Da história das pandemias se consolidou o axioma de que bactérias e vírus não conhecem fronteiras e podem fazer seus os trajetos humanos. E quem não conhece a história, diz um aforismo, está condenado a repeti-la.

O novo coronavírus continua seguindo um padrão intenso de disseminação, causando sucessivas ondas pandêmicas. Súbitos aumentos de casos e mortes por Covid-19 no hemisfério norte prenunciam, em alguns meses, episódios dramáticos no Brasil. Foi assim em fevereiro de 2020, quando chegavam relatos assustadores da Itália e Alemanha, que logo seriam também daqui.
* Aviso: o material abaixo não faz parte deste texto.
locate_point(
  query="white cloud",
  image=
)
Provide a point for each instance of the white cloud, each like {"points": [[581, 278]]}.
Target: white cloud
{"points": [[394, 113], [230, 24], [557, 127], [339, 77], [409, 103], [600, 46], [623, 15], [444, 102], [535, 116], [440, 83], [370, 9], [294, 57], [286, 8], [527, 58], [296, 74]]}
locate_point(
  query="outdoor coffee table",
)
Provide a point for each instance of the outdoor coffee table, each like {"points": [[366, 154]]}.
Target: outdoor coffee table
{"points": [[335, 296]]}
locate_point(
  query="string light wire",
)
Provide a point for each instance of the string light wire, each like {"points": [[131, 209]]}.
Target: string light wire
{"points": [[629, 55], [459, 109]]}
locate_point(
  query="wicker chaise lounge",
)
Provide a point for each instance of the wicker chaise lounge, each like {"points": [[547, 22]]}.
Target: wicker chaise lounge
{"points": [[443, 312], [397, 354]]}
O mesmo ocorreu em dezembro último, quando a segunda onda europeia nos alertava ao iminente colapso do sistema de saúde. Situação que atingimos, dois meses depois, quando vivenciamos a ignomínia de pacientes morrendo sem leitos e, às vezes, sem oxigênio.

A despeito de percalços evitáveis, a maior parte da população brasileira já recebeu a primeira dose das vacinas disponíveis. Porém, o novo coronavírus vêm acumulando mutações que resultam em escape vacinal parcial. Como explicar que Israel, com sua população vacinada, esteja novamente impondo duras medidas de restrição? E que a Flórida (EUA) viva hoje o seu pior momento pandêmico, com picos de casos e mortes em uma população em que mais de 60% já estão completamente imunizados?

É verdade que, com a vacinação avançada, o crescimento de casos leves é desproporcional ao de mortes. Ainda assim, o hemisfério Norte vivenciou um aumento de ambos.

A variante delta se mostra mais transmissível, produzindo nos infectados até mil vezes mais vírus que as demais. Acomete gravemente idosos e, possivelmente, crianças. Esses são desafios que se impõem à população, ao sistema de saúde e à ciência.

É difícil compreender a euforia de “fim de guerra” que se constata no Brasil. Programam-se shows e carnavais fora de época. O ministro da Saúde, Marcelo Queiroga, projeta um país livre de máscaras até o final de 2021. Tememos que se repita o equívoco de Joseph Biden ao anunciar que a pandemia, se não terminou, está completamente sob controle.

Um merecido alívio para nossas mazelas sociais e econômicas. Mas a realidade vem se mostrando outra. O triunfalismo dos gestores do poder público deve ceder vez a aberturas ponderadas, que todos almejam, mas levadas a cabo pautadas no controle da transmissão.

Devemos continuar a confiar, recomendar e aderir ao uso de máscaras e distanciamento social, evitando aglomerações. Essas são medidas sabidamente eficazes contra qualquer variante do coronavírus.

Esperança sim, mas cautela sempre. É urgente e imperativo que os riscos da variante delta entrem no discurso de nossas autoridades de saúde. A cada dia ela se dissemina mais pelo Brasil. Diante de aumentos de casos e mortes ou da sobrecarga sobre o sistema de saúde, precisamos estar prontos para, infelizmente, retroceder, em tempo oportuno, às medidas restritivas.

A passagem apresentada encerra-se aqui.